A search for novel, selective agonists with high intrinsic activity at the 5-HT(1A) subtype of serotonin (5-HT) receptors was undertaken. Mechanistic and thermodynamic considerations led to the design of 6- substituted-2-pyridinylmethylamine as a potential 5-HT(1A) pharmacophore. Various adducts derived from the 6-substituted-2-pyridinylmethylamine moiety were tested for their affinity at 5-HT(1A), α₁-adrenergic, and D₂- dopaminergic receptors.

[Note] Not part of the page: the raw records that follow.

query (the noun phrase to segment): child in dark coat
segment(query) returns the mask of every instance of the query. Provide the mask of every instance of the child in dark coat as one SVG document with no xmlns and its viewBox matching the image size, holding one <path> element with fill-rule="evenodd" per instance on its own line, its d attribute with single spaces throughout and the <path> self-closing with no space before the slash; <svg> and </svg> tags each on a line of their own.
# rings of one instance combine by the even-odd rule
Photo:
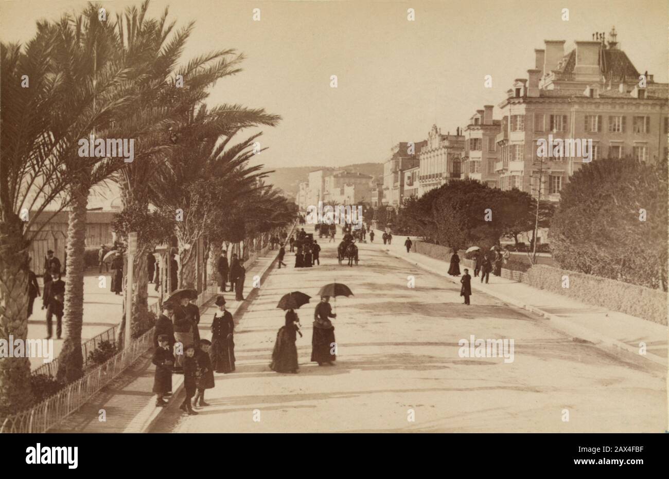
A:
<svg viewBox="0 0 669 479">
<path fill-rule="evenodd" d="M 197 389 L 197 363 L 195 361 L 195 347 L 192 344 L 186 347 L 183 358 L 183 386 L 186 389 L 186 398 L 179 406 L 189 416 L 195 416 L 197 412 L 193 410 L 191 400 L 195 395 Z"/>
<path fill-rule="evenodd" d="M 158 347 L 153 353 L 153 362 L 156 365 L 153 379 L 153 392 L 157 395 L 156 406 L 162 408 L 167 405 L 163 397 L 172 390 L 172 365 L 174 364 L 174 355 L 167 335 L 161 334 L 158 337 Z"/>
<path fill-rule="evenodd" d="M 195 361 L 197 363 L 197 393 L 193 400 L 193 406 L 209 406 L 205 402 L 205 389 L 210 389 L 214 387 L 213 369 L 211 369 L 211 358 L 209 355 L 209 350 L 211 347 L 211 341 L 208 339 L 200 339 L 200 348 L 195 351 Z M 199 404 L 198 404 L 199 400 Z"/>
</svg>

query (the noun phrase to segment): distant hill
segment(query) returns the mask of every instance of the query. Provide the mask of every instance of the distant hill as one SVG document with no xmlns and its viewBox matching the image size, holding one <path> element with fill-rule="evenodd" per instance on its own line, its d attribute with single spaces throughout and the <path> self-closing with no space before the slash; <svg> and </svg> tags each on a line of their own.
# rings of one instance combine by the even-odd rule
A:
<svg viewBox="0 0 669 479">
<path fill-rule="evenodd" d="M 377 181 L 383 181 L 383 163 L 356 163 L 355 164 L 343 166 L 343 169 L 352 173 L 370 174 L 375 176 Z M 300 182 L 306 181 L 309 173 L 316 170 L 334 170 L 336 168 L 328 166 L 292 166 L 289 168 L 278 168 L 274 172 L 268 174 L 265 180 L 266 184 L 274 184 L 276 187 L 283 190 L 286 196 L 295 198 L 300 189 Z"/>
</svg>

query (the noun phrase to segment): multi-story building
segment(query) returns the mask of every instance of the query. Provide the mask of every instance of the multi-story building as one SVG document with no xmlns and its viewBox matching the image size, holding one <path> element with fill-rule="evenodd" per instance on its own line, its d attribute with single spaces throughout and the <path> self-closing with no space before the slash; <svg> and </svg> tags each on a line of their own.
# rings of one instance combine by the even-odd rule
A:
<svg viewBox="0 0 669 479">
<path fill-rule="evenodd" d="M 476 110 L 463 130 L 465 140 L 463 176 L 496 188 L 498 186 L 498 175 L 495 172 L 498 158 L 496 137 L 501 122 L 492 119 L 492 105 L 486 105 L 483 108 Z"/>
<path fill-rule="evenodd" d="M 502 189 L 559 200 L 583 155 L 572 150 L 538 157 L 537 140 L 549 135 L 591 140 L 593 161 L 667 157 L 669 85 L 642 76 L 619 49 L 615 29 L 609 35 L 607 42 L 599 33 L 592 41 L 576 41 L 566 54 L 564 40 L 545 40 L 544 49 L 535 50 L 535 67 L 527 71 L 528 79 L 517 79 L 499 104 L 503 118 L 496 170 Z"/>
<path fill-rule="evenodd" d="M 464 136 L 460 134 L 460 128 L 455 135 L 450 132 L 442 135 L 441 129 L 432 125 L 419 155 L 418 195 L 460 178 L 464 154 Z"/>
<path fill-rule="evenodd" d="M 404 172 L 419 164 L 419 155 L 425 142 L 400 142 L 391 149 L 383 164 L 383 204 L 397 207 L 404 198 Z"/>
</svg>

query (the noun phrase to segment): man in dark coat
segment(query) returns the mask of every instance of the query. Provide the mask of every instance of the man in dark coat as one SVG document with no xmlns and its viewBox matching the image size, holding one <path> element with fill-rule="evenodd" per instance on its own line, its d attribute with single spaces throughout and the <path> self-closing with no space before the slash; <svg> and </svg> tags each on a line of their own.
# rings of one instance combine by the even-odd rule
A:
<svg viewBox="0 0 669 479">
<path fill-rule="evenodd" d="M 60 339 L 63 332 L 63 307 L 65 303 L 65 282 L 60 279 L 60 273 L 56 269 L 51 273 L 52 281 L 44 285 L 42 297 L 42 309 L 46 308 L 47 339 L 50 339 L 53 332 L 52 323 L 54 315 L 56 317 L 56 335 Z"/>
<path fill-rule="evenodd" d="M 30 259 L 28 259 L 30 263 Z M 39 296 L 39 283 L 37 283 L 37 275 L 32 270 L 28 271 L 28 317 L 33 313 L 33 305 L 35 298 Z"/>
<path fill-rule="evenodd" d="M 218 271 L 218 287 L 223 293 L 227 288 L 227 275 L 230 273 L 230 267 L 227 264 L 227 251 L 223 250 L 216 263 L 216 271 Z M 231 289 L 230 291 L 232 291 Z"/>
<path fill-rule="evenodd" d="M 153 331 L 153 345 L 158 347 L 158 338 L 165 336 L 167 339 L 170 350 L 176 342 L 174 339 L 174 326 L 172 325 L 172 317 L 174 316 L 174 306 L 169 303 L 163 303 L 163 313 L 158 317 Z"/>
<path fill-rule="evenodd" d="M 147 253 L 147 271 L 149 272 L 149 282 L 153 282 L 153 275 L 156 272 L 156 257 L 153 253 Z"/>
<path fill-rule="evenodd" d="M 464 275 L 460 278 L 462 287 L 460 288 L 460 296 L 464 297 L 464 303 L 469 304 L 469 297 L 472 295 L 472 277 L 469 275 L 469 270 L 464 269 Z"/>
<path fill-rule="evenodd" d="M 286 248 L 284 247 L 284 244 L 281 243 L 281 247 L 279 249 L 279 269 L 281 269 L 281 265 L 283 265 L 285 267 L 286 266 L 286 263 L 284 263 L 284 257 L 286 256 Z"/>
<path fill-rule="evenodd" d="M 314 331 L 311 337 L 311 360 L 318 363 L 334 365 L 337 360 L 337 344 L 334 342 L 334 327 L 330 318 L 337 317 L 332 312 L 330 297 L 322 296 L 314 311 Z"/>
<path fill-rule="evenodd" d="M 320 245 L 316 242 L 316 240 L 314 240 L 314 244 L 311 247 L 311 252 L 314 255 L 314 264 L 318 263 L 318 266 L 320 266 Z"/>
<path fill-rule="evenodd" d="M 153 352 L 151 362 L 156 366 L 153 376 L 153 392 L 156 393 L 156 406 L 163 408 L 167 402 L 163 397 L 172 391 L 172 365 L 174 364 L 174 355 L 169 343 L 167 335 L 161 334 L 157 338 L 158 346 Z"/>
<path fill-rule="evenodd" d="M 240 259 L 237 253 L 232 254 L 232 264 L 230 265 L 230 291 L 235 291 L 235 283 L 240 274 Z"/>
</svg>

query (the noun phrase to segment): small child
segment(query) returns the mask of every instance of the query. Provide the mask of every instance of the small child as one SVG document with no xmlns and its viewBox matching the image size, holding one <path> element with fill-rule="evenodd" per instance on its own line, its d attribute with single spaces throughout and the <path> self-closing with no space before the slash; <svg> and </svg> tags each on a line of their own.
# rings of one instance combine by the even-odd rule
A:
<svg viewBox="0 0 669 479">
<path fill-rule="evenodd" d="M 174 364 L 174 355 L 167 335 L 159 335 L 158 347 L 153 353 L 153 362 L 156 365 L 153 379 L 153 392 L 157 395 L 156 406 L 163 408 L 167 406 L 163 396 L 172 390 L 172 365 Z"/>
<path fill-rule="evenodd" d="M 193 406 L 191 405 L 191 399 L 195 394 L 195 383 L 197 375 L 197 363 L 195 358 L 195 347 L 192 344 L 186 346 L 184 355 L 183 385 L 186 389 L 186 398 L 183 400 L 179 409 L 184 412 L 187 412 L 189 416 L 195 416 L 197 413 L 193 410 Z"/>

Compounds with high affinity for 5-HT(1A) receptors (pK(i) ≥ 8) were examined for agonist properties by measuring their ability to inhibit forskolin-stimulated cAMP production in HA7 cells (i.e., HeLa cells permanently transfected with the h5-HT(1A) receptor gene and expressing the h5-HT(1A) receptor protein). Several compounds of the type aryl{4-[(6- substituted-pyridin-2-ylmethylamino)methyl]piperidin-1-yl}methanone had nanomolar affinity for 5-HT(1A) binding sites and were more than 500-fold selective with respect to α₁ and D₂ sites. Importantly, their 5-HT(1A) agonist properties were demonstrated in HA7 cells where they behaved as potent inhibitors of cAMP accumulation. In particular, (3,4- dichlorophenyl){4-[(6-oxazol-5-ylpyridin-2-ylmethylamino)methyl]piperidin- 1-yl}methanone (70) and (3,4-dichlorophenyl){4-[(6-azetidinopyridin-2- ylmethylamino)methyl]piperidin-1-yl}methanone (36) appeared to be more potent than, and at least as efficacious as, the prototypical 5-HT(1A) agonist (±)-8-OH-DPAT. SAR studies revealed that the pyridine nitrogen atom and the nature and the position of the substituents on the pyridine ring were critically involved in the ability of the compounds to recognize and activate 5-HT(1A) receptors. Structural modifications of the nonpharmacophoric part of the molecule showed, however, that the entire structure was required for affinity at 5-HT(1A) binding sites.